In December, Black Forest Labs raised funding at a $3.25 billion valuation after signing deals to power AI image-generation features in Adobe and graphic design platform Canva. It has also tied up with leading AI labs like Microsoft, Meta and xAI to provide similar features in their products.
Nearly two years after its launch, Black Forest Labs may be taking a selective stance about who it will work with. In 2024, Elon Musk’s xAI uses Black Forest Labs to power Grok’s first image generator. That partnership put Black Forest Labs on the map but generated a lot of controversy due to the chatbot’s limited security measures. This ended months later when xAI developed an in-house AI image model.
In recent months, xAI approached Black Forest Labs about re-licensing the startup’s technology, sources familiar with the matter told WIRED. This time, Black Forest Labs declined, the sources said, finding it too operationally difficult to partner with XAI, which has a famously chaotic work environment. xAI did not immediately respond to WIRED’s request for comment.
In September, Black Forest Labs signed a $140 million multiyear deal to give Meta access to its AI image-generation technology.
These AI labs want to work with Black Forest Labs because its image generators are among the world’s best, ranking just below OpenAI and Google’s offerings on the third-party firm’s artificial analysis benchmarks. The startup also offers some of the most downloaded text-to-image models on Hugging Face, indicating that a lot of AI image tools on the market are likely powered by the free version of Black Forest Labs’ technology.
This is especially impressive given that the company has historically had far fewer resources than its competitors. This has led it to a more efficient line of research called latent propagation, which is essentially when an AI model first creates a rough blueprint of an image, and then draws in more detail.
“Latent propagation enabled us to offer very powerful models that took orders of magnitude less resources than our competing models,” co-founder Andreas Blattmann said in an interview with WIRED on HumanX’s stage this week.
Despite its success, Black Forest Labs believes that image building is only the beginning. Blattman said the startup plans to unveil a robot powered by one of its AI models later this year. (He didn’t say which company is making the hardware.) The effort is part of a larger opportunity the company sees to create AI that can understand the physical world and take action.
“Visual intelligence is much more than content creation.

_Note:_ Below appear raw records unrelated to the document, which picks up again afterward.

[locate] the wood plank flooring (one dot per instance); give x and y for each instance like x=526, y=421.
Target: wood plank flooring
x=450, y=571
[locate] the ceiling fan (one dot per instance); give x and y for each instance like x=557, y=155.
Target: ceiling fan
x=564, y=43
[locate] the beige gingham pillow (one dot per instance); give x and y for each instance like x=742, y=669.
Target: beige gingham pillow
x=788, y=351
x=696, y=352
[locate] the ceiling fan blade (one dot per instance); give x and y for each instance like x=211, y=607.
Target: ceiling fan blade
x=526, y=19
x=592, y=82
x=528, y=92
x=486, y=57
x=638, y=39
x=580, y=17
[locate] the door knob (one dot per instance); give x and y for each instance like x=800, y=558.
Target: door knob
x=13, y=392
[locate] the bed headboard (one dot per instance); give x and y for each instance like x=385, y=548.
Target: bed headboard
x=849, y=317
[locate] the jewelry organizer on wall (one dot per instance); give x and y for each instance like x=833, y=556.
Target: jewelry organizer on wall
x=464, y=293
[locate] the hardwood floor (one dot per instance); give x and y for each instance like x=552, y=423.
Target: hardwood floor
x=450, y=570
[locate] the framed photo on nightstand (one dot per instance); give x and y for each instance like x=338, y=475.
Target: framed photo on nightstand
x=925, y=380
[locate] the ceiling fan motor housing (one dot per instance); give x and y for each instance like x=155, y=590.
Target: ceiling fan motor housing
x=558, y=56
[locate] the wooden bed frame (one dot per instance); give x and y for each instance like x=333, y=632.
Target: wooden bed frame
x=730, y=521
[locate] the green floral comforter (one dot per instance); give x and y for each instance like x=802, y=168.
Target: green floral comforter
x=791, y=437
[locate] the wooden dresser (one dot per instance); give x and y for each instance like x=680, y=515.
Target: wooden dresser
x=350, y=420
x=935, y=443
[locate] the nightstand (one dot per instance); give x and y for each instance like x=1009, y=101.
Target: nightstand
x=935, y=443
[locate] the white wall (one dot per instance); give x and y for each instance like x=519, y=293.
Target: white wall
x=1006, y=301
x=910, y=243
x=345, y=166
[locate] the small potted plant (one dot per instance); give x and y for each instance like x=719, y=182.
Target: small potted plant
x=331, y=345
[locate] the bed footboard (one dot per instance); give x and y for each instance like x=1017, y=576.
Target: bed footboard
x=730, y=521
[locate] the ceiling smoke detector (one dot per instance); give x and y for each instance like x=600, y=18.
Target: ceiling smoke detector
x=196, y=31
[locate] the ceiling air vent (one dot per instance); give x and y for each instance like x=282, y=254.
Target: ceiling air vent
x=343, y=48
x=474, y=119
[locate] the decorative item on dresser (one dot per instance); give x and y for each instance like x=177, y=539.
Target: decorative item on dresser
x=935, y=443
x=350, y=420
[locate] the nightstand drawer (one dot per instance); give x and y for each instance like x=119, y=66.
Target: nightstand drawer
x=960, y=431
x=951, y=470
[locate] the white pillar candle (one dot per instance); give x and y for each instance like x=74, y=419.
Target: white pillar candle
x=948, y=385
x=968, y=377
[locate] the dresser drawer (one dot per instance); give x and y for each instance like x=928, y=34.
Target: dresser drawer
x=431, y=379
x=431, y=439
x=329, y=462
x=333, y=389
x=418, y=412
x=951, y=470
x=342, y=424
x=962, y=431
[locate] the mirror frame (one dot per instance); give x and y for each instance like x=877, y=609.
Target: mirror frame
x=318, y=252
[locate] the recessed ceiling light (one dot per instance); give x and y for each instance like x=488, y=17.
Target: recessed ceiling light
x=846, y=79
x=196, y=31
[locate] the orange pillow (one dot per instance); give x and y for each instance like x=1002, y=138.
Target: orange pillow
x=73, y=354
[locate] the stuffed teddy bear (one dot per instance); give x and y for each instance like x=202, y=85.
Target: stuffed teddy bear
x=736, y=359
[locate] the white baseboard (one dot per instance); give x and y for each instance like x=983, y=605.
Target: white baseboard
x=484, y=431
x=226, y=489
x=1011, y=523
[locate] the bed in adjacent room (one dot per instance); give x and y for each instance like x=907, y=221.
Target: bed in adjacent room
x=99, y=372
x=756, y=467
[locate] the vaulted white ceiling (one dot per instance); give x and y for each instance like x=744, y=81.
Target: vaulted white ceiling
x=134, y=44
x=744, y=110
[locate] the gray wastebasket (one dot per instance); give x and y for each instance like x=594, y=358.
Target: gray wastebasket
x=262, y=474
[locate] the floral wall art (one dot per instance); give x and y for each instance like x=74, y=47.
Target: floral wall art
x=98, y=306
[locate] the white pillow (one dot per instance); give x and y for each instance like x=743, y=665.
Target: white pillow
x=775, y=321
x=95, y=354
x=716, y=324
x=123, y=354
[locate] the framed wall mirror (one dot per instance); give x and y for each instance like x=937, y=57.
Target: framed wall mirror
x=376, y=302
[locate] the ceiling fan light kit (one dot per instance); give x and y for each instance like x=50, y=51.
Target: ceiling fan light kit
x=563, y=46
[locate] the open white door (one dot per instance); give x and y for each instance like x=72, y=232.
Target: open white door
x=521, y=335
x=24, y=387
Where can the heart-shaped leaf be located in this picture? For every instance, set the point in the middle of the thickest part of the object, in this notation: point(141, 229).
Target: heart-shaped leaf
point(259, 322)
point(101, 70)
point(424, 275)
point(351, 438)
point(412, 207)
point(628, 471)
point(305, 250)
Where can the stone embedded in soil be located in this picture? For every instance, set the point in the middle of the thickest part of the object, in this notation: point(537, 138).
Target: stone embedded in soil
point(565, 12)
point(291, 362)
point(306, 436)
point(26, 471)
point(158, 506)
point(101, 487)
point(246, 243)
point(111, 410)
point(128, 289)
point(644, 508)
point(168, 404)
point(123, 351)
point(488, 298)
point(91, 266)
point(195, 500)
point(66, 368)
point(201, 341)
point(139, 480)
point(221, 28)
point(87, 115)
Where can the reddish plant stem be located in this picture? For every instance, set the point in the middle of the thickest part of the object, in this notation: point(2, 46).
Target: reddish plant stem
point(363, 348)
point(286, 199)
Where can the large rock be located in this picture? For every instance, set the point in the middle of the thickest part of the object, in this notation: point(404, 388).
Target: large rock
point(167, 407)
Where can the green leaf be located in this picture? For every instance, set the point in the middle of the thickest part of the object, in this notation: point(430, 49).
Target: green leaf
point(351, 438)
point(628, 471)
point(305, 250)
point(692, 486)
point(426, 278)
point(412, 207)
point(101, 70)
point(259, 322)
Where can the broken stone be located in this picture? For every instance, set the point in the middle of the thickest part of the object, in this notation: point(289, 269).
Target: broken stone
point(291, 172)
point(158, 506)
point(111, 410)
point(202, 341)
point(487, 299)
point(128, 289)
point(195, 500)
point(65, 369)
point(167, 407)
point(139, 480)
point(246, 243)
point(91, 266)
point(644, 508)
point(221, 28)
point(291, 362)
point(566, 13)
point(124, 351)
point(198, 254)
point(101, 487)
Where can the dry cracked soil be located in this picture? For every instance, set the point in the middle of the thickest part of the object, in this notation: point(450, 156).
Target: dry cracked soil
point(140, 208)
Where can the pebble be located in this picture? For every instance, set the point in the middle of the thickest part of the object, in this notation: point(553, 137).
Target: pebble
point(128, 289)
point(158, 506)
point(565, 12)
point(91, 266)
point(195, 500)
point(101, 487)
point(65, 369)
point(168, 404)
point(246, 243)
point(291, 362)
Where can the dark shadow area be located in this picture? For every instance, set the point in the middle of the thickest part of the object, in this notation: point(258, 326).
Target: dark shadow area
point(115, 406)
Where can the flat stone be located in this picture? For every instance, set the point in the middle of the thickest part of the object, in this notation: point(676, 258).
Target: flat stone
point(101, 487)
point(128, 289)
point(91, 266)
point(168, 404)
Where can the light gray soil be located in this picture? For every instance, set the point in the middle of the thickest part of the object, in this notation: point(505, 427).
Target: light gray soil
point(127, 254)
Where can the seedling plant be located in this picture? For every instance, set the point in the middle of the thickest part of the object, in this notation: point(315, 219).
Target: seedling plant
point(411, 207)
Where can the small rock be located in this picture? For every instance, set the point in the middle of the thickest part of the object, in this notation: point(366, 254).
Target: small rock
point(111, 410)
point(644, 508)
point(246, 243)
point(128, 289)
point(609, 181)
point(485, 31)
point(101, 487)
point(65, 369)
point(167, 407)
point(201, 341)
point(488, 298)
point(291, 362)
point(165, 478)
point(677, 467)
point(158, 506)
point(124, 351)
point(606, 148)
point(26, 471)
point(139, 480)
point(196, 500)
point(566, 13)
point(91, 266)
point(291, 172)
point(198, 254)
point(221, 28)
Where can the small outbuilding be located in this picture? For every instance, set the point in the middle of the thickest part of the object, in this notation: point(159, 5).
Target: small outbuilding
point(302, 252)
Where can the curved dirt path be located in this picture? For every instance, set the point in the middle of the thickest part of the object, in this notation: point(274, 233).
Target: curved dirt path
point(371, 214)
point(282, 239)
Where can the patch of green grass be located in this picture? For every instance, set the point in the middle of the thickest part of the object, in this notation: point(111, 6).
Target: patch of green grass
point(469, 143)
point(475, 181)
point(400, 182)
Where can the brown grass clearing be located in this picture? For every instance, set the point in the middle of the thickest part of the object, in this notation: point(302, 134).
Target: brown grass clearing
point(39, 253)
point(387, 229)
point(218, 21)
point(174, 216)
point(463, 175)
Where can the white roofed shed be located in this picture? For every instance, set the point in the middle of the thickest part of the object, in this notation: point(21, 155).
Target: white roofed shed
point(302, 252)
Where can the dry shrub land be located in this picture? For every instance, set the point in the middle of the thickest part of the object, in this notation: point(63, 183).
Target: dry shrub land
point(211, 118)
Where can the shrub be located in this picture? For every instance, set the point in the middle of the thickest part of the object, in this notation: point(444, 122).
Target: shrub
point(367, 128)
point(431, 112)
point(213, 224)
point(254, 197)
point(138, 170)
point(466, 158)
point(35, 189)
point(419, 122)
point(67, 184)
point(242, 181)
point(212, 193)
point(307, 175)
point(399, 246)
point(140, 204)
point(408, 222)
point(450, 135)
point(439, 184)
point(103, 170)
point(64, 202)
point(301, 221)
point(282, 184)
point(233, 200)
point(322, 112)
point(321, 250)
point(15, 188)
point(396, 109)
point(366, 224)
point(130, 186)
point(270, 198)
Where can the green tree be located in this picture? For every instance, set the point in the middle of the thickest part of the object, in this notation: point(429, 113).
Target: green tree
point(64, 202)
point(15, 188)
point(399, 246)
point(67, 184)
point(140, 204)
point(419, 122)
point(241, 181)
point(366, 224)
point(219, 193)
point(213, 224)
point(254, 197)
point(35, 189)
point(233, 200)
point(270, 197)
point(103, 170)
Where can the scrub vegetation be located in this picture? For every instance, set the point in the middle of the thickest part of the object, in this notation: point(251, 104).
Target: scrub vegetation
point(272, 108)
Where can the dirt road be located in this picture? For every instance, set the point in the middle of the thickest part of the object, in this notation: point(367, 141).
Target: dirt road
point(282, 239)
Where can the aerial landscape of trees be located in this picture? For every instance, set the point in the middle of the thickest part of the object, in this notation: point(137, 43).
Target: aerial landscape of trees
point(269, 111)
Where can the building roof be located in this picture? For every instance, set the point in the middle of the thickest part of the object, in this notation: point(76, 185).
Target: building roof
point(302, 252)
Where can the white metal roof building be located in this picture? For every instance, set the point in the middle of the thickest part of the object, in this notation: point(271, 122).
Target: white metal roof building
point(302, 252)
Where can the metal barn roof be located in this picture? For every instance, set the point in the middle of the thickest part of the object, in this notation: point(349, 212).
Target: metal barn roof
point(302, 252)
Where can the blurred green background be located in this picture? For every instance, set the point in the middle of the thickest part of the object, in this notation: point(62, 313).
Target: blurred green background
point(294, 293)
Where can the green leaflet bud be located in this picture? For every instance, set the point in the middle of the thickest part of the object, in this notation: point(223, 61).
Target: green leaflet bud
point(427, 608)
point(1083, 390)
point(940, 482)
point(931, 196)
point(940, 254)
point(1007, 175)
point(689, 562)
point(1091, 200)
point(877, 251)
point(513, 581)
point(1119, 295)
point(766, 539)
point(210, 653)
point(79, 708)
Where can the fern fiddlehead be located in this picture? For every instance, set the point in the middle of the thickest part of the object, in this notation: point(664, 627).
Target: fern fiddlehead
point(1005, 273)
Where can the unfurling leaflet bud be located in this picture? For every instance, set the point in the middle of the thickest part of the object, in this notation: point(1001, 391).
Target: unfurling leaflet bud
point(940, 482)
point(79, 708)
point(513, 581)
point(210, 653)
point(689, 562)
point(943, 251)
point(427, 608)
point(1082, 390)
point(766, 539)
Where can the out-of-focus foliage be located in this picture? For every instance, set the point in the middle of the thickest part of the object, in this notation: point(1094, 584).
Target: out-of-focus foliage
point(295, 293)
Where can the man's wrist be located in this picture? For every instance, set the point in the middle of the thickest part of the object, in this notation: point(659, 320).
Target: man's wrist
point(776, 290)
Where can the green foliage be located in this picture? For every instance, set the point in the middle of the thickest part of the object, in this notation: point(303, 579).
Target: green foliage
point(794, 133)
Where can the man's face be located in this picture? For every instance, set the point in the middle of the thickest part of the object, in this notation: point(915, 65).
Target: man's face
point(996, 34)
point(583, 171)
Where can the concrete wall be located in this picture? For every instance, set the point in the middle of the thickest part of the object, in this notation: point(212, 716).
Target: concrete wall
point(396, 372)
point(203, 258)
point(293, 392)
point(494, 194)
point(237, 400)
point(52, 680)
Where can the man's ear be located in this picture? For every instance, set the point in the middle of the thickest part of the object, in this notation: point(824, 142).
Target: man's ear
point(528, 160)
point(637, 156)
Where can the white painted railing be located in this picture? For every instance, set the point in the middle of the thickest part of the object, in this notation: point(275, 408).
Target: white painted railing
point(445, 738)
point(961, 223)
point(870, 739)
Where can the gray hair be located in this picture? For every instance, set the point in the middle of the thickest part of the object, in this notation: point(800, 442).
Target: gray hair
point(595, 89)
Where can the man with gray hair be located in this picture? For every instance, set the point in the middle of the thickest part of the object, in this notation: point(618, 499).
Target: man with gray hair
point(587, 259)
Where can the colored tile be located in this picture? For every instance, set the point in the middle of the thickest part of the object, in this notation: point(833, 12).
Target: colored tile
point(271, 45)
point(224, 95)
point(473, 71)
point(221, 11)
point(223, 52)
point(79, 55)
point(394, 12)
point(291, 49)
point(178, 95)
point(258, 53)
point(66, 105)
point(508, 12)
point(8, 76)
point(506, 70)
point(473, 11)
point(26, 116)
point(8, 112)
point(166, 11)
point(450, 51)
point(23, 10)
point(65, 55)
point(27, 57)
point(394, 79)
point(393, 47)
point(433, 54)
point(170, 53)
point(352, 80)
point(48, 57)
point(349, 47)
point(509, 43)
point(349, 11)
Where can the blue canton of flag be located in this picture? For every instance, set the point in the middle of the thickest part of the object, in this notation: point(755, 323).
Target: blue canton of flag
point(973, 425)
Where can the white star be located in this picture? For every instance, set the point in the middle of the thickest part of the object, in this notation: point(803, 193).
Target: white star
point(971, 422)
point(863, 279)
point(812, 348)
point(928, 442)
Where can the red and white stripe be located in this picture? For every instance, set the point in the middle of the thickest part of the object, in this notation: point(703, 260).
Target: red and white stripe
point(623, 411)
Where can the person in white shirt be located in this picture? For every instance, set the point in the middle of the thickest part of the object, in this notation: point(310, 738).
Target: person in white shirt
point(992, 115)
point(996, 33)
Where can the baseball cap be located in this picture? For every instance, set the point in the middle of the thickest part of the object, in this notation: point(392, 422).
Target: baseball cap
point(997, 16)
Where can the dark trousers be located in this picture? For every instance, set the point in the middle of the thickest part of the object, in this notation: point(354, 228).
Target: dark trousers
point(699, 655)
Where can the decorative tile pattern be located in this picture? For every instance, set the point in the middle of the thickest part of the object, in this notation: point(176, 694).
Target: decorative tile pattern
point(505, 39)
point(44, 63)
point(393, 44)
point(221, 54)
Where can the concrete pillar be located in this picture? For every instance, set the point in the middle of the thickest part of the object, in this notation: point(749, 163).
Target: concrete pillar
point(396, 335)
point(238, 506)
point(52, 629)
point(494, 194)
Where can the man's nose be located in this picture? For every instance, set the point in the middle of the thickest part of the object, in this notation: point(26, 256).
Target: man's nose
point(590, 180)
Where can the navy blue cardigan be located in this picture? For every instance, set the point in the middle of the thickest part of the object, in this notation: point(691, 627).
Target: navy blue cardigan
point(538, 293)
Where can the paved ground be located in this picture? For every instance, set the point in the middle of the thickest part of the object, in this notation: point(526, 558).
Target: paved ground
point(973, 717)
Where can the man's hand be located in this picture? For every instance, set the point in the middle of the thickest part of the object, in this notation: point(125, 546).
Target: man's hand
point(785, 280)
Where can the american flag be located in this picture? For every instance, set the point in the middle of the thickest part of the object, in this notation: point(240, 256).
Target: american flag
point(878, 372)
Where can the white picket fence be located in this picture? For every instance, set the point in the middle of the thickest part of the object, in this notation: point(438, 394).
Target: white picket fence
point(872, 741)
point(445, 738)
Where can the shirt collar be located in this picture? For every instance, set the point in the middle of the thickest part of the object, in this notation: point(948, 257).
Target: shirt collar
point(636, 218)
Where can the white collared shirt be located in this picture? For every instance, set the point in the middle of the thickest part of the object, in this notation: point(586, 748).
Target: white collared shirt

Content creation is the first step in this whole technology,” Blattman said. “The thing I’m personally really excited about—and this is a pattern at this conference—is physical AI.”
Black Forest Labs is also in talks with some hardware companies to power features in products like smart glasses and robots, sources told WIRED.
Building in the Black Forest
Blattman and his co-founders, Robin Rombach and Patrick Essar, made a name for themselves in 2021 by publishing some groundbreaking research on AI image models. In 2022, he was hired by Stability AI and released Stable Diffusion, a popular open source AI image generator, based on his prior research. But two years later, he announced his departure and launched Black Forest Labs.
Rather than move to San Francisco, the trio decided to maintain a headquarters near their hometown in Freiburg, Germany. Blattman said the decision has been critical to the company’s success.